In 2005, I left the Chieftain to return to work long-distance as director of publications for the think tank Cascade Policy Institute, on the hope that a leadership change there might open the possibility for a more balanced approach to advancing freedom, prioritizing civil liberties for example. Instead, I found that the Institute had grown more conservative in my absence. There was no hope for a civil liberties project and what's more, they were working toward a defense of predatory -- I mean, payday -- lenders. After a year of struggle, my contract was up and we parted ways again, with one last salvo from me - they published my report, Farm and Freedom Friendly Policies for Oregon, in which I advocated for a regulatory exemption on the local sale of farm products and an end to hemp prohibition among other things. See http://www.cascadepolicy.org/pdf/env/200702_farm_and_freedom_friendly_policies_for_oregon.pdf.

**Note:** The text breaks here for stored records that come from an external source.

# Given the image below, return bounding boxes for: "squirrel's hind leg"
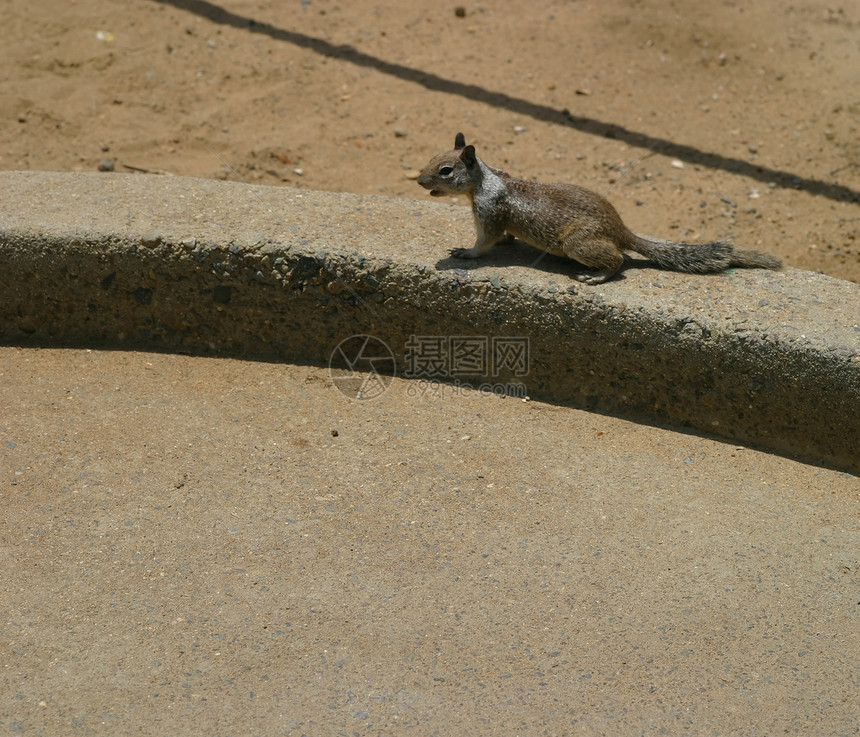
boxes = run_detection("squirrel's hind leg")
[562,239,624,284]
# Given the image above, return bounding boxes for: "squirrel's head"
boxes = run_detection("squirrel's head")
[418,133,480,197]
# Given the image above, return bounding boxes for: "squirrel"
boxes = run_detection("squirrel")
[418,133,782,284]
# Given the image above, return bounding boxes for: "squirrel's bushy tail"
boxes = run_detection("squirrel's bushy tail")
[629,235,782,274]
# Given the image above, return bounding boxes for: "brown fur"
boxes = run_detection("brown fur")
[418,133,781,284]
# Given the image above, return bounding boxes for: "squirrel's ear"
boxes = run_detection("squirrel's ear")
[460,146,477,169]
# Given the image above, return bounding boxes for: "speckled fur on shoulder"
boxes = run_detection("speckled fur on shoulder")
[418,133,781,284]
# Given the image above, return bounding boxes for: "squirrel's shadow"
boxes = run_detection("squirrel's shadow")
[436,238,640,284]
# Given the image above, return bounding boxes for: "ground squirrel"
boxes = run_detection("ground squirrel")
[418,133,781,284]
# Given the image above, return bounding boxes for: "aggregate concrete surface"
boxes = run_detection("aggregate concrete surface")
[0,347,860,735]
[0,172,860,471]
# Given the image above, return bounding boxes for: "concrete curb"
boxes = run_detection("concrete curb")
[0,172,860,471]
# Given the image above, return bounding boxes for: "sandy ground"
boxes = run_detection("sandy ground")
[0,0,860,281]
[0,348,860,737]
[0,0,860,736]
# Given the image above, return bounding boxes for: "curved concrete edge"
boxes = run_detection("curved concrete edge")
[0,172,860,472]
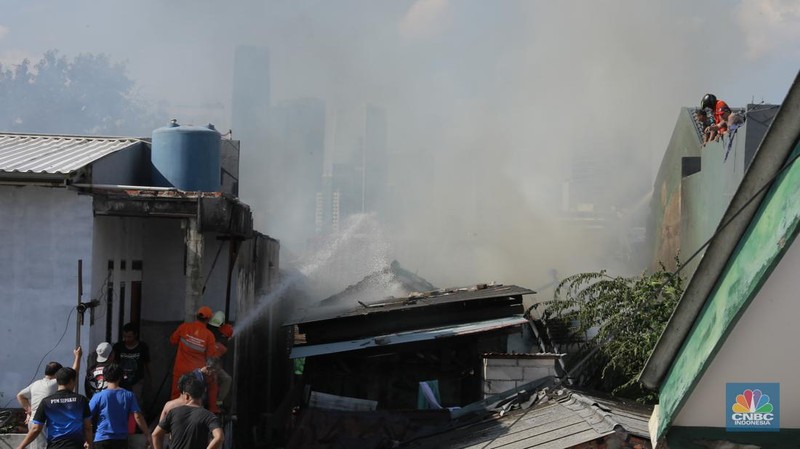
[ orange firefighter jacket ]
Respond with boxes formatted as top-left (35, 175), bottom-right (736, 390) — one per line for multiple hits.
top-left (169, 321), bottom-right (216, 373)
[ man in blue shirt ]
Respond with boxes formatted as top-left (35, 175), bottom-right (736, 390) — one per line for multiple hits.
top-left (17, 368), bottom-right (93, 449)
top-left (89, 363), bottom-right (151, 449)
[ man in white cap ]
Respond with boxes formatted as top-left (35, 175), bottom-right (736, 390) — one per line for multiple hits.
top-left (83, 341), bottom-right (114, 399)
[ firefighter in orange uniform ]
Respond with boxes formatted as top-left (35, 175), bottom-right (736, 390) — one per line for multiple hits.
top-left (169, 306), bottom-right (216, 399)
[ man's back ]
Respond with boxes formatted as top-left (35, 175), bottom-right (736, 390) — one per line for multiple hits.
top-left (89, 388), bottom-right (140, 441)
top-left (21, 377), bottom-right (58, 416)
top-left (33, 390), bottom-right (90, 448)
top-left (158, 405), bottom-right (222, 449)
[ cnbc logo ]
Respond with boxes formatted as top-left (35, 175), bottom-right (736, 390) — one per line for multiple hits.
top-left (725, 383), bottom-right (780, 432)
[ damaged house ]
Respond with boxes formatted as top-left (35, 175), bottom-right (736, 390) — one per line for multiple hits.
top-left (0, 122), bottom-right (285, 446)
top-left (286, 278), bottom-right (534, 432)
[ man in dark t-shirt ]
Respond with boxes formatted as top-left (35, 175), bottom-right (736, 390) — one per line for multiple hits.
top-left (17, 368), bottom-right (94, 449)
top-left (114, 323), bottom-right (150, 406)
top-left (153, 377), bottom-right (224, 449)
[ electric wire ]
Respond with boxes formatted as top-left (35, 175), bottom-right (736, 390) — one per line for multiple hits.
top-left (3, 306), bottom-right (78, 408)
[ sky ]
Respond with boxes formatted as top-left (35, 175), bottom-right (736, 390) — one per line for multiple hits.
top-left (0, 0), bottom-right (800, 296)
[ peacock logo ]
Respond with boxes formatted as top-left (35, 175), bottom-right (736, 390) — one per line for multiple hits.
top-left (731, 389), bottom-right (773, 414)
top-left (725, 382), bottom-right (781, 432)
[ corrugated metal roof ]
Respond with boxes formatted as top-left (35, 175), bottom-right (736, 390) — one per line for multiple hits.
top-left (0, 133), bottom-right (139, 175)
top-left (410, 389), bottom-right (651, 449)
top-left (289, 316), bottom-right (528, 359)
top-left (283, 284), bottom-right (536, 326)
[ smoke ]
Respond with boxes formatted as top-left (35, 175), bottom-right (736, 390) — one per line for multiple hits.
top-left (732, 0), bottom-right (800, 60)
top-left (398, 0), bottom-right (448, 39)
top-left (0, 0), bottom-right (800, 293)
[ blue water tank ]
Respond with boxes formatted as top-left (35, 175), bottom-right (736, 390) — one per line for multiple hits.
top-left (150, 120), bottom-right (220, 192)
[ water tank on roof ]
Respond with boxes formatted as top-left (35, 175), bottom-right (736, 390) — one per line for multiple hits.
top-left (150, 120), bottom-right (220, 192)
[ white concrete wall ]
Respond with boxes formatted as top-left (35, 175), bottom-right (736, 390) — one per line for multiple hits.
top-left (0, 186), bottom-right (93, 400)
top-left (142, 218), bottom-right (186, 321)
top-left (90, 216), bottom-right (145, 349)
top-left (483, 355), bottom-right (556, 398)
top-left (92, 217), bottom-right (237, 324)
top-left (674, 234), bottom-right (800, 428)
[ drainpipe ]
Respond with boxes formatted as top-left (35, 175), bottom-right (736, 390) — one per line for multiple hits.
top-left (184, 218), bottom-right (203, 322)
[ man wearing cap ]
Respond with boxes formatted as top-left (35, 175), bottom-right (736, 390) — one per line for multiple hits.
top-left (83, 341), bottom-right (114, 399)
top-left (17, 346), bottom-right (83, 449)
top-left (169, 306), bottom-right (216, 399)
top-left (208, 310), bottom-right (233, 406)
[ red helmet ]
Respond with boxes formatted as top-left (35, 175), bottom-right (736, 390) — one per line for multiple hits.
top-left (219, 323), bottom-right (233, 338)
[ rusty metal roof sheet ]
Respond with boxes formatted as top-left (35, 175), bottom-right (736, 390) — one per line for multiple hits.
top-left (408, 389), bottom-right (652, 449)
top-left (283, 284), bottom-right (536, 326)
top-left (289, 315), bottom-right (528, 359)
top-left (0, 133), bottom-right (139, 175)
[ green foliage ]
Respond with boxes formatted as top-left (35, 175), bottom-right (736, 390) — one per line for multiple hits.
top-left (0, 50), bottom-right (162, 135)
top-left (545, 265), bottom-right (683, 401)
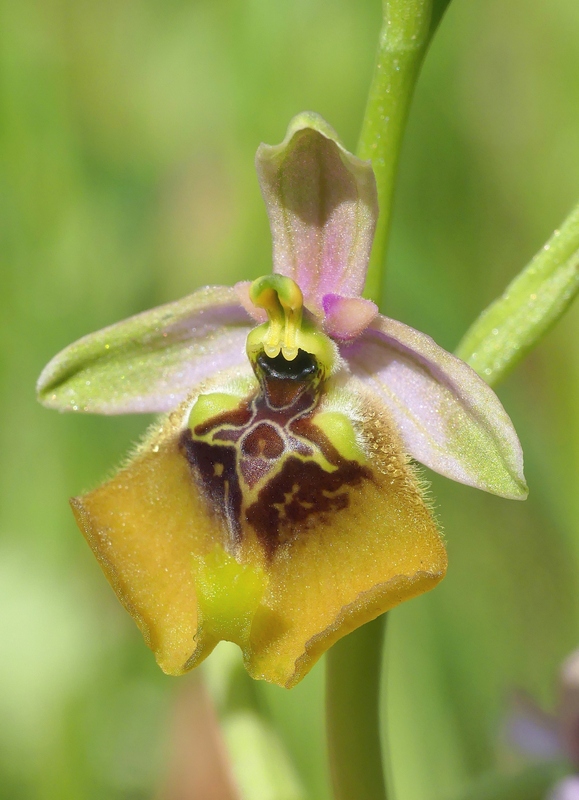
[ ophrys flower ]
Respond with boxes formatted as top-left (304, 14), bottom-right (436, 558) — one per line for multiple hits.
top-left (38, 114), bottom-right (526, 686)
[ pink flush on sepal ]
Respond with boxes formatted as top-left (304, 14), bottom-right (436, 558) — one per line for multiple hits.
top-left (38, 113), bottom-right (527, 687)
top-left (38, 112), bottom-right (527, 498)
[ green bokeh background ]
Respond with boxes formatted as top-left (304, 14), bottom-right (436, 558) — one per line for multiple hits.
top-left (0, 0), bottom-right (579, 800)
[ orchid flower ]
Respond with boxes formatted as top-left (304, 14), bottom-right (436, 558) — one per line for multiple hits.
top-left (507, 650), bottom-right (579, 800)
top-left (38, 113), bottom-right (526, 687)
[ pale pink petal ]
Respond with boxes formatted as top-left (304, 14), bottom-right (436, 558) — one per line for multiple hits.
top-left (256, 112), bottom-right (378, 315)
top-left (342, 316), bottom-right (527, 499)
top-left (37, 286), bottom-right (254, 414)
top-left (322, 294), bottom-right (378, 341)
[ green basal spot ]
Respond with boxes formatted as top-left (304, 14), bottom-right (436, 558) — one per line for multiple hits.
top-left (313, 411), bottom-right (366, 464)
top-left (193, 545), bottom-right (268, 650)
top-left (188, 392), bottom-right (242, 430)
top-left (247, 275), bottom-right (336, 379)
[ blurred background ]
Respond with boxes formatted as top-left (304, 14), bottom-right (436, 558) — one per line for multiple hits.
top-left (0, 0), bottom-right (579, 800)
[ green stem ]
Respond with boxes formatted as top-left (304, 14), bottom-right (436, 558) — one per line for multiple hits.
top-left (456, 205), bottom-right (579, 386)
top-left (358, 0), bottom-right (440, 303)
top-left (326, 614), bottom-right (387, 800)
top-left (326, 0), bottom-right (450, 800)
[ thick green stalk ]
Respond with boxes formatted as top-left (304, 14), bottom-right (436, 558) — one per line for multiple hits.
top-left (358, 0), bottom-right (438, 303)
top-left (326, 0), bottom-right (450, 800)
top-left (326, 614), bottom-right (387, 800)
top-left (456, 205), bottom-right (579, 386)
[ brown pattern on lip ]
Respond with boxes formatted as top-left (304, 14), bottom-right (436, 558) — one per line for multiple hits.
top-left (180, 354), bottom-right (371, 559)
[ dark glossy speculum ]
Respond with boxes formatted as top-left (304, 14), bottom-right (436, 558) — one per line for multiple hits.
top-left (181, 342), bottom-right (370, 558)
top-left (181, 275), bottom-right (370, 558)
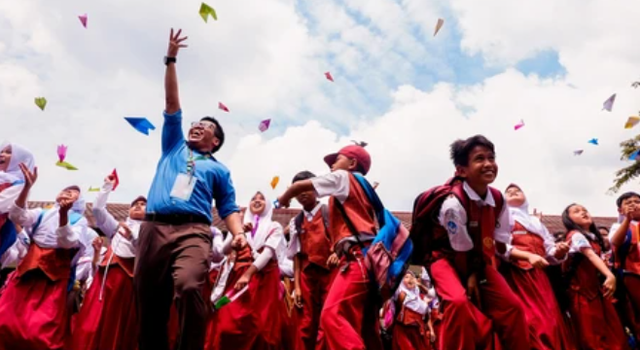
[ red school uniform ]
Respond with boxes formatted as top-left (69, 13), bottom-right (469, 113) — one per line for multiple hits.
top-left (311, 170), bottom-right (382, 350)
top-left (289, 203), bottom-right (337, 350)
top-left (562, 231), bottom-right (629, 350)
top-left (414, 182), bottom-right (530, 350)
top-left (500, 221), bottom-right (577, 350)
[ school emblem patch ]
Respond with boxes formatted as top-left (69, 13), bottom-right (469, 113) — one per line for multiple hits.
top-left (482, 237), bottom-right (493, 248)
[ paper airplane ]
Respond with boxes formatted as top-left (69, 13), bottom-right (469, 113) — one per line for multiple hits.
top-left (258, 119), bottom-right (271, 132)
top-left (602, 94), bottom-right (616, 112)
top-left (124, 117), bottom-right (156, 135)
top-left (56, 162), bottom-right (78, 170)
top-left (433, 18), bottom-right (444, 36)
top-left (35, 97), bottom-right (47, 111)
top-left (624, 116), bottom-right (640, 129)
top-left (78, 13), bottom-right (87, 28)
top-left (324, 72), bottom-right (333, 81)
top-left (200, 2), bottom-right (218, 23)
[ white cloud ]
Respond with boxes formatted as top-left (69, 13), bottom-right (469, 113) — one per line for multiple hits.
top-left (0, 0), bottom-right (640, 219)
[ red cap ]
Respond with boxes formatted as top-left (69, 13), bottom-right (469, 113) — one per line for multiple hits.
top-left (324, 145), bottom-right (371, 175)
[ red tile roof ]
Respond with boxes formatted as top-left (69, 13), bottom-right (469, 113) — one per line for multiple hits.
top-left (29, 202), bottom-right (617, 233)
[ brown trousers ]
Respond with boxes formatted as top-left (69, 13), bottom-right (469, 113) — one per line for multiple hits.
top-left (134, 222), bottom-right (212, 350)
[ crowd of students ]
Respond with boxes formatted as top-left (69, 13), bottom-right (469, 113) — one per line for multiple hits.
top-left (0, 27), bottom-right (640, 350)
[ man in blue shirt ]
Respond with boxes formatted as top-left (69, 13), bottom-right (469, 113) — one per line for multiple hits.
top-left (134, 29), bottom-right (246, 350)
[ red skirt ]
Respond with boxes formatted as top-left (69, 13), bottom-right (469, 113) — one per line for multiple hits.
top-left (392, 322), bottom-right (431, 350)
top-left (0, 270), bottom-right (69, 350)
top-left (501, 264), bottom-right (577, 350)
top-left (568, 290), bottom-right (629, 350)
top-left (71, 265), bottom-right (138, 350)
top-left (205, 260), bottom-right (284, 350)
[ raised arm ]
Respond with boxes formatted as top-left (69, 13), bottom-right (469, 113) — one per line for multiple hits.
top-left (162, 28), bottom-right (187, 153)
top-left (91, 177), bottom-right (118, 238)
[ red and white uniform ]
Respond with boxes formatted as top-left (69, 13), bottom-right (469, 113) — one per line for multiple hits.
top-left (70, 183), bottom-right (141, 350)
top-left (0, 199), bottom-right (87, 350)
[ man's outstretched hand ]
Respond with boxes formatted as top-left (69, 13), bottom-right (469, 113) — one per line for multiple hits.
top-left (167, 28), bottom-right (189, 57)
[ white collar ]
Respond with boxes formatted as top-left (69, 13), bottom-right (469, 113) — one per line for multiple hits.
top-left (302, 202), bottom-right (322, 219)
top-left (462, 181), bottom-right (496, 208)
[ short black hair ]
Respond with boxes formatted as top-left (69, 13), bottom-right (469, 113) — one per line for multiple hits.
top-left (450, 135), bottom-right (495, 166)
top-left (205, 116), bottom-right (224, 153)
top-left (616, 192), bottom-right (640, 209)
top-left (291, 170), bottom-right (316, 184)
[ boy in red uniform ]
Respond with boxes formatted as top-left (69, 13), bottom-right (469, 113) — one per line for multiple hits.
top-left (412, 135), bottom-right (530, 350)
top-left (610, 192), bottom-right (640, 339)
top-left (276, 145), bottom-right (382, 350)
top-left (287, 171), bottom-right (338, 350)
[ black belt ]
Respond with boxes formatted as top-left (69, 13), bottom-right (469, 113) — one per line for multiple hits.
top-left (144, 213), bottom-right (211, 225)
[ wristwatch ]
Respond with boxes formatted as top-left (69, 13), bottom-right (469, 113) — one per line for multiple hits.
top-left (164, 56), bottom-right (177, 66)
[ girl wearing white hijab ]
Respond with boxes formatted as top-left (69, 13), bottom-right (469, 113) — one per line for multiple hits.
top-left (391, 271), bottom-right (435, 350)
top-left (501, 184), bottom-right (576, 350)
top-left (0, 164), bottom-right (87, 350)
top-left (0, 142), bottom-right (35, 256)
top-left (206, 192), bottom-right (285, 350)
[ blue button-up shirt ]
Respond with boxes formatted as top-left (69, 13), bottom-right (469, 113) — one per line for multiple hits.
top-left (147, 110), bottom-right (240, 221)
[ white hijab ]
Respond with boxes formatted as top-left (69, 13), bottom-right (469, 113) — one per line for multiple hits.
top-left (393, 274), bottom-right (429, 315)
top-left (243, 191), bottom-right (283, 253)
top-left (508, 184), bottom-right (546, 235)
top-left (0, 142), bottom-right (35, 184)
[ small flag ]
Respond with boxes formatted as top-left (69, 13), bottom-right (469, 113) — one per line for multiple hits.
top-left (602, 94), bottom-right (616, 112)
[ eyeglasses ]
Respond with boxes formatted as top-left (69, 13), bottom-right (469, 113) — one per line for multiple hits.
top-left (191, 122), bottom-right (216, 130)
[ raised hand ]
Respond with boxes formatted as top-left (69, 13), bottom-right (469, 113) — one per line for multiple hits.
top-left (167, 28), bottom-right (189, 57)
top-left (118, 221), bottom-right (132, 241)
top-left (18, 163), bottom-right (38, 188)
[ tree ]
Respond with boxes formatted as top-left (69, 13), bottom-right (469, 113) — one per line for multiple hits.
top-left (609, 135), bottom-right (640, 193)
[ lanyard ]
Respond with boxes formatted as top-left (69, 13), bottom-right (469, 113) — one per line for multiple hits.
top-left (187, 148), bottom-right (210, 178)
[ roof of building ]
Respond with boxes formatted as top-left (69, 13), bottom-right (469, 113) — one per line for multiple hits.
top-left (29, 202), bottom-right (617, 233)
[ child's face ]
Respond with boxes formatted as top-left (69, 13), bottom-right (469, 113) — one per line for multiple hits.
top-left (460, 146), bottom-right (498, 186)
top-left (404, 273), bottom-right (416, 289)
top-left (618, 196), bottom-right (640, 220)
top-left (0, 146), bottom-right (11, 172)
top-left (569, 204), bottom-right (593, 230)
top-left (296, 190), bottom-right (318, 209)
top-left (56, 189), bottom-right (80, 203)
top-left (505, 186), bottom-right (527, 207)
top-left (129, 200), bottom-right (147, 220)
top-left (331, 154), bottom-right (358, 171)
top-left (249, 192), bottom-right (267, 215)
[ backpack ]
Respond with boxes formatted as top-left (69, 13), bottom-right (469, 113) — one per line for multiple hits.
top-left (293, 204), bottom-right (331, 241)
top-left (410, 177), bottom-right (504, 267)
top-left (335, 173), bottom-right (413, 300)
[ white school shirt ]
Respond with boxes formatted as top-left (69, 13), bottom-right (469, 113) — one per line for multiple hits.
top-left (287, 202), bottom-right (322, 259)
top-left (0, 184), bottom-right (24, 214)
top-left (9, 204), bottom-right (87, 249)
top-left (507, 217), bottom-right (569, 265)
top-left (0, 230), bottom-right (31, 268)
top-left (311, 169), bottom-right (375, 252)
top-left (91, 183), bottom-right (142, 258)
top-left (74, 227), bottom-right (98, 283)
top-left (438, 181), bottom-right (513, 257)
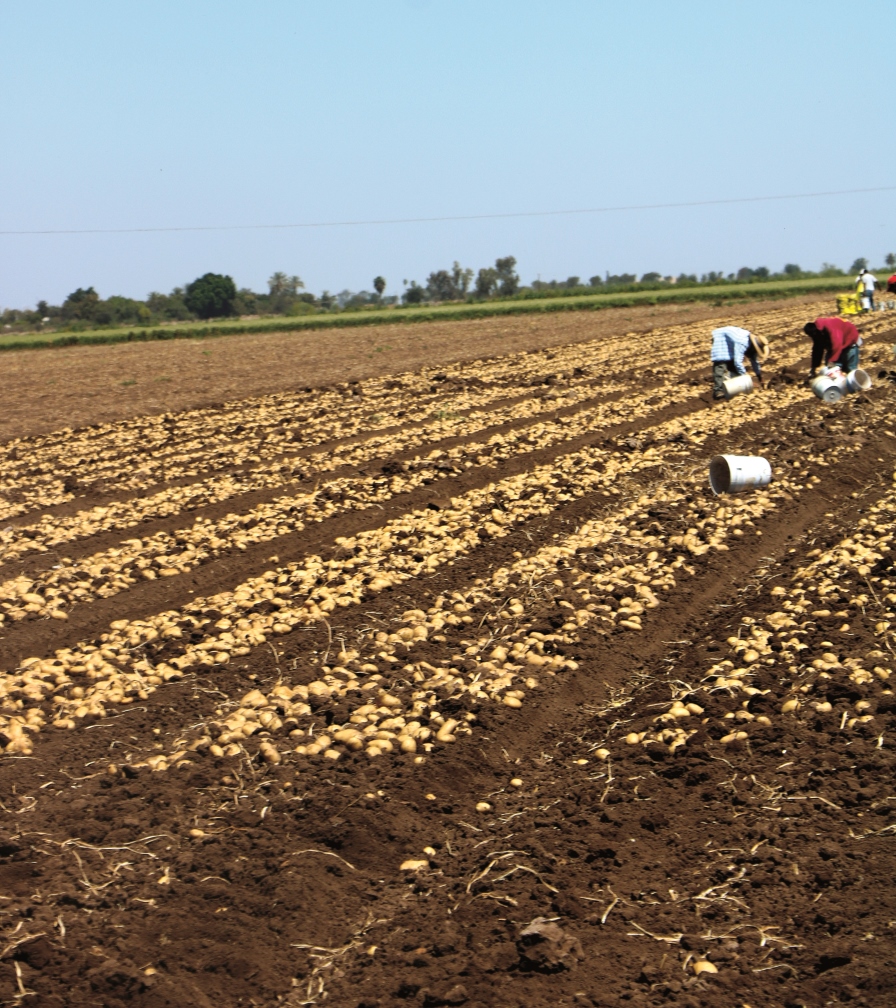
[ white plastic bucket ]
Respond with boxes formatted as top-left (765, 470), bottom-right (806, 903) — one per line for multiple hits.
top-left (710, 455), bottom-right (772, 495)
top-left (722, 375), bottom-right (753, 399)
top-left (811, 371), bottom-right (848, 402)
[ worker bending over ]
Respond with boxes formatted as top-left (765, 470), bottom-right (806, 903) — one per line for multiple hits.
top-left (856, 267), bottom-right (877, 311)
top-left (802, 319), bottom-right (862, 378)
top-left (710, 326), bottom-right (769, 399)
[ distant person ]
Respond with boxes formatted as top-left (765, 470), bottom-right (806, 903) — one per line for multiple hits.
top-left (802, 319), bottom-right (862, 378)
top-left (710, 326), bottom-right (769, 399)
top-left (856, 267), bottom-right (877, 311)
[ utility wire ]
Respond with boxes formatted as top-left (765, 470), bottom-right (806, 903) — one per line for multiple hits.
top-left (0, 185), bottom-right (896, 235)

Today, our son Wolfgang (4) is joined by daughters Anastasia (2) and Liberty (9 months) - all successful homebirths, thank you. I'm again writing for the Chieftain, as a stringer now. I've syndicated My Free Country to reach a broader audience. And I am developing a food security implementation plan for our region. Though the five year plan is understandably the standard, this is a one growing season plan due to the fact that we may not have the luxury of more time and it's best not to push our luck.